GE’s board has also been working hard to rewrite bonuses during the pandemic. CEO Larry Culp’s new contract reduced the share price at which he would earn free shares and nearly doubled the amount of shares he would receive. The payout could reach a maximum of $ 230 million earned in 2024 at the earliest if it stays with the company. GE shareholders revolt on his compensation at the company’s May 4 meeting.

“When you give someone a $ 230 million retention reward, you can’t be very surprised that you’re going to get the ire of investors,” said Marc Hodak, partner at Farient Advisors, an investment consulting firm. executive compensation.

Union Pacific, which will hold a compensation vote at its annual meeting on May 13, stripped the worst months of the pandemic for its businesses of performance targets for its executives. By eliminating the second quarter of 2020 from executive bonus plans, Union Pacific’s chief executive is up about 10% from 2019, Morgan Stanley said.

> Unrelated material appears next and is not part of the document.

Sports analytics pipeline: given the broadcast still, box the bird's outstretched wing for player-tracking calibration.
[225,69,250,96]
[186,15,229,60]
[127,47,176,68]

“It’s interesting that there is no symmetry in the way discretion and adjustments are made,” said Simiso Nzima, chief investment officer and head of corporate governance at CALPERS. Bonuses are never limited when companies benefit from positive economic forces beyond the control of executives, he added. “You can’t have it both ways.”

While they may complain about executive compensation, investors tend to support management because of the belief that high bonuses are needed to retain executives and because leadership transitions can hurt stock prices. ‘a company.

But the pandemic has highlighted pay inequalities that are becoming hard to ignore, said Allison Binns, an equity strategist at Morgan Stanley, who said the string of pay-over-vote failures could herald a permanent change in behavior. investors.

“It may be a catalyst for reducing wages,” Binns added.